崖と断崖が複雑に入り組むこの地は、かつて“風の神”が眠るとされた場所だという。
そして今、そこに“原記録”の一つが存在すると、記録の守人クロエは語った。
蒼真と凛花、そして一時的に同行するクロエは、渓谷の入口に辿り着いていた。
「……風が強い。足場も悪いね」
「はい。この地では“風の試練”と呼ばれる防衛機構が働いている可能性があります。魔物も、それに影響を受けた個体がいるかと」
その言葉を証明するように――
「ギイイアアアァァ!!」
渓谷の上空から、滑空するような影が飛来した。
鳥のようでいて、翼の代わりに“刃”を持つ異形の魔物。
その名は《風刃翼》――風を纏い、高速で斬り裂く飛行系魔物だ。
「っ、来たか!」
蒼真は素早く凛花を背に庇い、腰の短剣を引き抜く。
「影縫い、展開!」
地面に落ちる自身の影から黒い紐のような魔力が伸び、風刃翼の動きを一時的に拘束する。
が、次の瞬間――
「くっ……斬られた!?」
影縫いの拘束ごと、風の刃が切り裂いた。高密度の風魔法が、影そのものを断ち切る。
「お兄ちゃん、来るよ!」
凛花が指を弾くと、炎が空に舞い、爆ぜるように炸裂する。《陽焰の導火》――火の紋術で目くらましと誘導を行う支援術だ。
蒼真はそれに乗じて、再び跳躍する。
「斬烈――“疾風閃”!」
これまでの直線的な斬撃「斬烈」に、“風”を纏う術式を加えたことで、空中での斬撃に機動性が加わる。

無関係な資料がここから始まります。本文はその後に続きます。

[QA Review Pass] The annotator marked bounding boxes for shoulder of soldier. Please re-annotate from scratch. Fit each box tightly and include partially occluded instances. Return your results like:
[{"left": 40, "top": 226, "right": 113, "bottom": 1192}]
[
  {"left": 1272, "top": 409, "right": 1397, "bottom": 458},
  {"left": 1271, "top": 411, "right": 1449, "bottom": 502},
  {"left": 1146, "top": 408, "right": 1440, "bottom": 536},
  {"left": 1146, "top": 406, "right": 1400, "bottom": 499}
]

風刃翼の腹部に切り込みが入り、風が逆流して一時的に動きを失う。
「おにいちゃん、今!」
凛花が叫ぶと、蒼真は――ポケットから、ある石片を取り出した。
それはクロエが渡した、“記録の記憶片”。
握ることで、その場の“記録の力”を借りることができる特別なアイテムだ。
「一度だけだって言ってたけど――今しかない!」
《記録共鳴――起動》
蒼真の身体を光の紋が包む。身体能力が大幅に強化され、動きが風そのもののように軽やかになる。
「――“嵐穿・斬影”!」
斬烈、疾風閃、そして影縫いの要素を組み合わせた新技。
風の流れを読むことで“影”の位置を瞬時に変え、それを結び、連続する斬撃へと変化させる。
風刃翼が風と共に消え去るように砕け散る。
「やった……!」
息を切らしながら着地した蒼真に、凛花が駆け寄る。
「お兄ちゃん、すごかった! あの光――記録の力?」
「……ああ。でも、これが使えるのはもうしばらく先だな。負担がすごい……足も少し痺れてる」
クロエが近づき、静かに言った。
「記録の力は本来、守人でも長時間は扱えません。あなたは……本当に、特別な存在なのですね」
その言葉に、蒼真は静かに笑った。
「特別なんかじゃないよ。俺はただ、凛花を守りたいだけなんだ」
クロエは目を細めた。
「……その想いが、記録を動かす力になったのかもしれませんね」
風の渓谷の奥。次なる“原記録”の地へと続く道を前に、兄妹の旅は続く。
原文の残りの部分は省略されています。